天の川

 七月七日になると毎年公民館に笹が飾られる。思い思いの短冊をさげて、大人は飲み会を、子どもは連れてこられた者同士好きに遊ぶのが、この島の七夕だった。昔はこの時間がとても特別なイベントに感じられていて、私にとっては夏祭りと同じくらい心待ちにする日だった。
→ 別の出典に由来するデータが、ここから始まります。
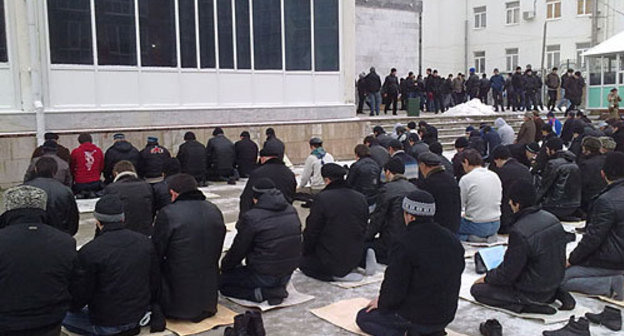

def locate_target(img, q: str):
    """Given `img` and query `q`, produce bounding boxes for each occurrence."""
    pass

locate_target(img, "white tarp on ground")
[444,98,498,117]
[583,31,624,56]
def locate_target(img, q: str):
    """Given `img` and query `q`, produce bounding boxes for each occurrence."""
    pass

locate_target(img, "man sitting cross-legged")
[220,178,301,305]
[356,190,465,336]
[470,182,574,314]
[63,195,164,335]
[299,163,368,281]
[563,152,624,300]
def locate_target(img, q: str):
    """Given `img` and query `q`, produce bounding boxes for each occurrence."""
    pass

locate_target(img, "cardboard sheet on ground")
[459,261,590,324]
[310,298,465,336]
[226,282,314,312]
[167,305,237,336]
[76,198,100,213]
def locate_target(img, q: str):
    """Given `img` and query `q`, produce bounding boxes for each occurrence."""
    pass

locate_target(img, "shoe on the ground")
[542,316,591,336]
[479,320,503,336]
[245,310,266,336]
[555,288,576,310]
[585,306,622,331]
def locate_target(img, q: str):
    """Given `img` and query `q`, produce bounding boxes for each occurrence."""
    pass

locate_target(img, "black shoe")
[479,320,503,336]
[542,316,591,336]
[585,306,622,331]
[555,288,576,310]
[522,304,557,315]
[245,310,266,336]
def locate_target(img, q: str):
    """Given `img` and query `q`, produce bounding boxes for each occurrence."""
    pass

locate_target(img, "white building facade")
[0,0,356,133]
[423,0,624,74]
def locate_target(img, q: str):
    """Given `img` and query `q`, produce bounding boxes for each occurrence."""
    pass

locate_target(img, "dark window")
[95,0,137,65]
[253,0,282,70]
[284,0,312,70]
[199,0,216,68]
[47,0,93,64]
[314,0,340,71]
[178,0,197,68]
[139,0,177,67]
[217,0,234,69]
[235,0,251,69]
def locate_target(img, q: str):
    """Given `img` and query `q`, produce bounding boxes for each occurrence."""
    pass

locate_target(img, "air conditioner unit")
[522,11,535,21]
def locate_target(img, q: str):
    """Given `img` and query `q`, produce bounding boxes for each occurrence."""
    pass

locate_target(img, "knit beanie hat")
[4,185,48,211]
[403,189,435,217]
[321,163,347,180]
[251,177,275,199]
[384,157,405,175]
[93,195,125,223]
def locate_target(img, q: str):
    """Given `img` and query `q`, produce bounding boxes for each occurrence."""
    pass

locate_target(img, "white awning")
[583,31,624,57]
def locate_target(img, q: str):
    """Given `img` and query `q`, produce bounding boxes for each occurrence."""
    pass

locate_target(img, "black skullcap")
[384,157,405,175]
[418,152,442,166]
[321,163,347,180]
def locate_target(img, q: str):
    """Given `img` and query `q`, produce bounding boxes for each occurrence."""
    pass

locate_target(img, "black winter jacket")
[347,157,381,205]
[26,177,80,236]
[485,208,568,303]
[239,159,297,218]
[104,173,154,236]
[303,181,368,277]
[495,159,533,234]
[234,138,258,177]
[137,144,171,178]
[152,190,225,321]
[537,151,581,208]
[206,134,236,172]
[578,154,607,211]
[366,175,417,264]
[102,141,141,184]
[570,180,624,270]
[70,223,160,327]
[417,168,461,233]
[0,209,76,334]
[221,190,302,277]
[177,140,206,178]
[379,218,465,326]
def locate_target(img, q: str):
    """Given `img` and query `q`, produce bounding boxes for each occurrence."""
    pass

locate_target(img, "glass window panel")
[284,0,312,70]
[139,0,177,67]
[253,0,282,70]
[198,0,216,68]
[235,0,251,69]
[47,0,93,64]
[217,0,234,69]
[314,0,340,71]
[95,0,137,65]
[178,0,197,68]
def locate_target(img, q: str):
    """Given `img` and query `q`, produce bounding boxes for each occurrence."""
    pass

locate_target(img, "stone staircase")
[370,112,600,151]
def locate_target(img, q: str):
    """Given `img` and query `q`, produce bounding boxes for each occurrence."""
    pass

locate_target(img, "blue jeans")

 いつだったか、テンちゃんが私の短冊を笹に結んでくれたことがある。高いところに結びたい、という私の願いを叶えてくれたのだ。

『自分の願いじゃねぇのかよ』

『だって天の川見えないよ』

『雲の向こうで会えてるかもしんないじゃん』

 あれからずっと、七月七日の夜は雨だった。


「天司、おめェさんもこっち来て呑みな」

「誕生日まだなんで。スンマセン」

 公民館のお座敷でおじさんたちが今年の漁の具合はどうだ、台風がどうだ、と赤い顔で駄弁り合う。『大人』になってしまったテンちゃんもすっかり仲間入り。

「ンだ一ヶ月二ヶ月変わらんて!」

 すんません。テンちゃんはもう一度断る。テンちゃんの愛想笑いはお世辞にも上手くない。接客業だって、きっと苦手だろうに。

「テンちゃん」

「いたいた、天司君!」

「高砂? どうした」振り向くテンちゃんの視線は私を通り過ぎてゆく。「ちょっと男手が欲しくって」「わかった」ふたつ返事で快諾するテンちゃんは心なしかほっとした様子だ。

「ありがとう、助かった」

 ぼそりとこぼれた感謝の言葉を、私と守屋さんだけが聞いていた。

 私は空を仰ぐ。今年も、雨でよかったのに。